Walking stimulates your brain.
The important parts of your brain that control thinking and memory.
They are the prefrontal cortex and medial temporal cortex and they have greater volume in people who exercise versus people who don’t.
“Even more exciting is the finding that engaging in a program of regular exercise of moderate intensity over six months or a year is associated with an increase in the volume of selected brain regions,” says Dr. Scott McGinnis, a neurologist at Brigham and Women’s Hospital and an instructor in neurology at Harvard Medical School.
Walking and other aerobic exercise also helps memory and thinking from the ability to reduce insulin resistance, reduce inflammation, and stimulate the release of chemicals in the brain that affect the health of brain cells, the growth of new blood vessels in the brain, and even the abundance and survival of new brain cells.
Indirectly, exercise improves mood and sleep and reduces stress and anxiety – problems in these areas frequently cause or contribute to cognitive impairment.
How much walking do I need?
Standard recommendations advise half an hour of moderate physical activity most days of the week, or 150 minutes a week.
Dr Jian Guan recommends ‘a gentle walk, 20 minutes a day.’
If that seems daunting, start with a few minutes a day, and increase the amount you exercise by five or 10 minutes every week until you reach your goal.
6 Tips to Keep You Walking
Walking is easy and free (except for a good pair of shoes), and can be done just about anywhere.
But it’s also easy to make excuses not to go.
Try one or more of these strategies to keep going.

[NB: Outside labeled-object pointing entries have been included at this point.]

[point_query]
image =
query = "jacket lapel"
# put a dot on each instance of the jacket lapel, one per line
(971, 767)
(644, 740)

Have a backup plan. For example, if you sleep in and miss your morning walk, you’ll know that you’re going to walk during lunch instead. Or, maybe you know that dinner with friends will prevent you from taking your evening stroll, so factor in a 15-minute walk in the morning and another before you meet your friends. And keeping a pair of walking shoes in your car gives you the option to squeeze in a walk whenever you have a little extra time.
Create a cue. Many daily habits happen because something signals you to do them, like brushing your teeth in the morning and before bed. Try triggering your walks with regularly scheduled activities, such as getting up in the morning or before you grab your food at lunchtime. Or maybe it is just putting on your walking shoes straightaway rather than later. Over time, you’ll associate walking with those activities, so they will remind you to take a walk.

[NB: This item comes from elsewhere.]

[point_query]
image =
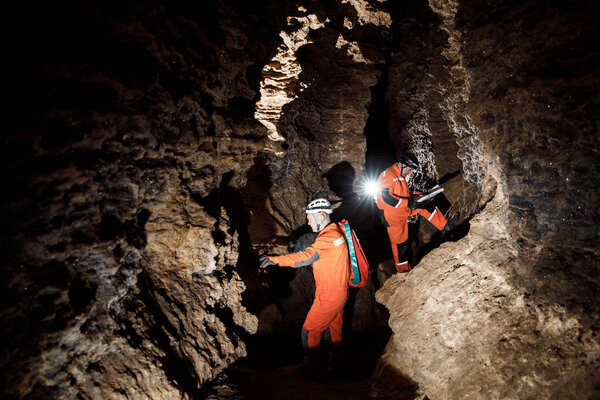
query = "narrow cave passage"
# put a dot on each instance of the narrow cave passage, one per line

Get a four-legged walking companion. Studies show that people who have dogs walk more. If this fits in with your life and circumstances, getting a dog could be the catalyst that turns you into a habitual walker. But even if you can’t commit to having a dog, there are still ways that man’s best friend can keep you moving. Offer to walk your neighbour’s dog, or ask a local shelter if they need a volunteer walker.
“Read” and walk. Audiobooks can make the time pass quickly while you’re walking. Make a pact with yourself that you can only listen to an audiobook during your walks; this will be positive motivation. If you are walking outdoors, keep the volume low and use only one earbud so you’ll remain alert to your surroundings in case of trouble.

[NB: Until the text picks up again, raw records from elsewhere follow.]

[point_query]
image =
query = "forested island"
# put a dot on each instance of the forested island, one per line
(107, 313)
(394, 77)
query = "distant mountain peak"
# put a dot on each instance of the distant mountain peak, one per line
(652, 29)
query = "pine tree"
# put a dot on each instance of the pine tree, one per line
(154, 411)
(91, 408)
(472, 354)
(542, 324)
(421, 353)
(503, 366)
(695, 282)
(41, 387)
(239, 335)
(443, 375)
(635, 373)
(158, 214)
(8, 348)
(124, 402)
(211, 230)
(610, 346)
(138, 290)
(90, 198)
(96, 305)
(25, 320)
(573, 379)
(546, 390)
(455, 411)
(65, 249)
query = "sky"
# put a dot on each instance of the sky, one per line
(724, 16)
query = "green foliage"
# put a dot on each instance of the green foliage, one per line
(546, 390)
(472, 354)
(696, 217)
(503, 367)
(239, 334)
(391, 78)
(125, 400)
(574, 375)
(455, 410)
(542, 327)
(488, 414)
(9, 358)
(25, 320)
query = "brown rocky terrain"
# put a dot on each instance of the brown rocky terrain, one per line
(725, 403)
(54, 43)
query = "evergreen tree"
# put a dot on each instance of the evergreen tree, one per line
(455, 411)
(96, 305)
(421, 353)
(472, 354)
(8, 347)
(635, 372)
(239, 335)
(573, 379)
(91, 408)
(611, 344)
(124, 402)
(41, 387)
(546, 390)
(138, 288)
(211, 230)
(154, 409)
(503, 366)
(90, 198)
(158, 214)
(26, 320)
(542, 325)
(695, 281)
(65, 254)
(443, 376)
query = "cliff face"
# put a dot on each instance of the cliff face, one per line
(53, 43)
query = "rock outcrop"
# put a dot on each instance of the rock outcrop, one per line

Get a little rhythm. Music has been shown to inspire exercisers to go longer and harder. Remember the theme song from Rocky? Or Chariots of Fire? Just about any music that inspires you can add energy to your steps and keep you motivated. Start with songs that have a slower beat to warm up, then choose higher-energy ones for the middle of your walk, and finish with a slower, relaxing tune. You can even alternate fast and slow songs for a musical interval walk. Just remember to keep the volume low and use only one earbud if you’re walking outside.
Make a change. A new walking route, even if it’s just heading to the next neighbourhood, can invigorate your walking routine and will have the added bonus of jolting your brain to come out of auto-pilot. If that’s not possible, you can ring in changes to a tried-and-true route – like going earlier or later. Or invite someone new to join you. Different personalities and conversation topics will keep you engaged. And you’ll see things differently if you walk your usual route in the opposite direction.